Tru-Paz - Okayplayer


by dantana
11 years ago


There is nothing more cringe worthy in Hip Hop descriptors as “conscious Hip Hop music” – but it is commonly understood what that is when people use the often maligned term. Within the genre, there are certified masters of that sound – artists who can convey messages and emotions through the somewhat narrow confines of typical Hip Hop production. The Canadian trio Tru-Paz does their part to add to that sound with their new CD, Concrete Kings¸ a sometimes decent but also uneven foray into message driven Hip Hop.

The Tru-Paz, consisting of MCs Akim and Boozy along with producer DJ/Producer Unknown, gets things off to a rocking start after a brief intro/skit with the song “Count Your Blessings”. Boozy, who also doubles as a vocalist, drives the song along with some strong and passionate singing on the hook. Akim adds his distinctive staccato flavor to the track provided by DJ Unknown – who produced each track on the disc. “Dust Yourself Off” showcases more of Boozy’s excellent harmonies and vocal talents – in fact, the singing element remain the dominant element of the song with Akim jumping in for bit in the middle. Akim’s positive lyrics, while good, don’t possess the fireworks that Boozy delivers with his performance. But, the song is pleasant and as inoffensive as possible. The same goes for the following song “Street Intuitions” – Boozy’s dancehall vocal styling works well with DJ Unknown’s keyboard and bass drum heavy track; Akim sounds more comfortable on this track than any other on the disc.

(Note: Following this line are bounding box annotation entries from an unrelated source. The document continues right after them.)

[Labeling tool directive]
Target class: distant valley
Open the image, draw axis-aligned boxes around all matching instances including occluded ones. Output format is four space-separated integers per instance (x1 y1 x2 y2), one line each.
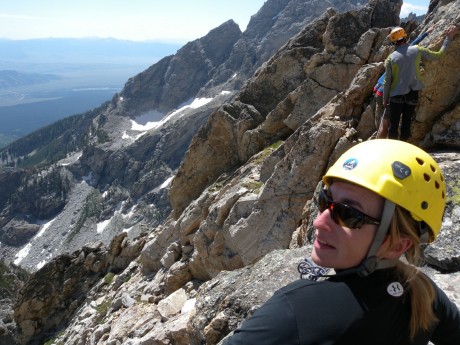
0 38 180 147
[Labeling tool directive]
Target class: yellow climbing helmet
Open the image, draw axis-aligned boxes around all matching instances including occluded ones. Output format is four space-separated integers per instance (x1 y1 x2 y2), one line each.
390 26 407 43
323 139 446 242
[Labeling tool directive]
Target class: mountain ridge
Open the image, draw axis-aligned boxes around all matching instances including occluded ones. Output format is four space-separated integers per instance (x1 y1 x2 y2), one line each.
0 0 459 344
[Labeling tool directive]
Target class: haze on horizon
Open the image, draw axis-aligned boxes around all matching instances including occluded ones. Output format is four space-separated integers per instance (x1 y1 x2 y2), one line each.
0 0 429 43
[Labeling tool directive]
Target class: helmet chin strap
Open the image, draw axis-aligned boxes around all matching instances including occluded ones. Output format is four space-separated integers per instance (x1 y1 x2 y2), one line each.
308 199 399 280
356 199 398 277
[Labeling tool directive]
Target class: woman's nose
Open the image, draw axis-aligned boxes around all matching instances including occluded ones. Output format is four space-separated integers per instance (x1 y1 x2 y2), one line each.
313 209 335 231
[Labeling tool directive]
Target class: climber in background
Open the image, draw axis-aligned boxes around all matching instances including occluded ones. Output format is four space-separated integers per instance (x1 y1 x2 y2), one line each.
373 25 435 139
383 25 458 141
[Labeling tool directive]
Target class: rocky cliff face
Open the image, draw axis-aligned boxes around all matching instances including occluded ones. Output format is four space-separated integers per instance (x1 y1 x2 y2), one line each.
0 0 460 344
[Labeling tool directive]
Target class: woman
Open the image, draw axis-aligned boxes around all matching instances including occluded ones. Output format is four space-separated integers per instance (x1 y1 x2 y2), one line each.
373 25 435 139
225 139 460 345
383 25 458 141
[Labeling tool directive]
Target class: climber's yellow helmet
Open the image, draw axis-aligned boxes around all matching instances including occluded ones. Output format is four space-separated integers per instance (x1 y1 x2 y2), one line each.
323 139 446 242
390 26 407 43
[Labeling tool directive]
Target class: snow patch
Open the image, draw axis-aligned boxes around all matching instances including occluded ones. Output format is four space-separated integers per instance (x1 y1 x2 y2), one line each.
14 243 32 265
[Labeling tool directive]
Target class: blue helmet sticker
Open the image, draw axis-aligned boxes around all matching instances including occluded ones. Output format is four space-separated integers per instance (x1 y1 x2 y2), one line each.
342 158 358 170
391 161 411 180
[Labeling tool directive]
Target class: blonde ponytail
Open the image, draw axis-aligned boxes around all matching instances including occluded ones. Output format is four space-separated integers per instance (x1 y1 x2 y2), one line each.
389 206 437 340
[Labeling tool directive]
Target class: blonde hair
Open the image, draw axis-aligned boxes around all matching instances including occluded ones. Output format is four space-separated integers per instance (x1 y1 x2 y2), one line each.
382 205 437 340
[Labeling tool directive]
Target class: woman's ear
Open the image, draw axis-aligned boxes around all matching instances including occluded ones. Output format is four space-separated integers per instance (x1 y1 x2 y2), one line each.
380 236 414 259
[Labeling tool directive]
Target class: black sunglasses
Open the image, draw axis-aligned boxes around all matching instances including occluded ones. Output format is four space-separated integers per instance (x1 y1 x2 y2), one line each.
317 189 380 229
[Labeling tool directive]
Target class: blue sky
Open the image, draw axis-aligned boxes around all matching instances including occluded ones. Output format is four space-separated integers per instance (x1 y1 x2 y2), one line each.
0 0 429 43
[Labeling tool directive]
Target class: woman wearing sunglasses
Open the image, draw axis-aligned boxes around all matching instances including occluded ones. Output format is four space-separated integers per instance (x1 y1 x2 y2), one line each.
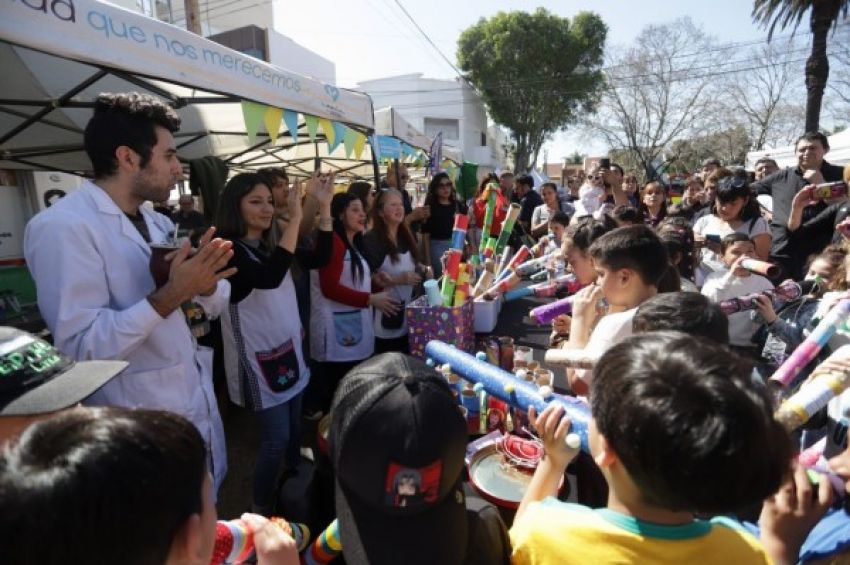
421 173 466 278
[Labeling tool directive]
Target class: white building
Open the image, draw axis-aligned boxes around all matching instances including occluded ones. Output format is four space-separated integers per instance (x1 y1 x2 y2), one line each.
357 73 508 172
131 0 336 84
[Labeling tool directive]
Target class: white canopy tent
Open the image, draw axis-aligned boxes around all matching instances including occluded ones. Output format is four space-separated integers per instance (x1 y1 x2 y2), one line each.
747 128 850 170
0 0 374 176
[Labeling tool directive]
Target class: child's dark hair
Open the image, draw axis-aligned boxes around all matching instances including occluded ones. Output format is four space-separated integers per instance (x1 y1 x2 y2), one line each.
655 216 694 281
590 332 792 514
720 232 755 253
632 292 729 345
564 215 617 253
611 204 643 224
714 172 761 222
0 408 207 565
549 210 570 227
590 226 670 286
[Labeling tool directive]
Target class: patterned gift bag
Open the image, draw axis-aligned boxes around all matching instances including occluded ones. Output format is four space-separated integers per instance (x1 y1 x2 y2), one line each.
405 296 475 359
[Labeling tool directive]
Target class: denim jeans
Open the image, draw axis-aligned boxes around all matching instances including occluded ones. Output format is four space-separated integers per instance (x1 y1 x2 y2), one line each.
253 392 303 515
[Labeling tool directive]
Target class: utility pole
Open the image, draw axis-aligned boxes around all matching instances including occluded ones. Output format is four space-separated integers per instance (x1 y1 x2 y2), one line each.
183 0 203 35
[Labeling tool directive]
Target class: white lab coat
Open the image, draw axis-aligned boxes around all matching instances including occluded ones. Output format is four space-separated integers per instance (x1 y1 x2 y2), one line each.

But it is this very formulaic set up of songs that make the LP drag. Boozy’s singing is almost the same on every song and there isn’t enough rhythm variation to hold interest in the well-intentioned lyrics; Akim is sometimes outclassed by the production with some quite average and understated verses. This gives the album a looming distinction of repetition even with the earnest messages throughout the songs. To be fair, however, songs like “Country Road” and the hard-hitting “War” salvage the tail end of the LP well. The Tru-Paz has set a decent foundation so far, but it would help the trio to take some more musical risks and vary the BPMs on the next release. But as it stands, Concrete Kings leaves the listener with food for thought and frequent head nods.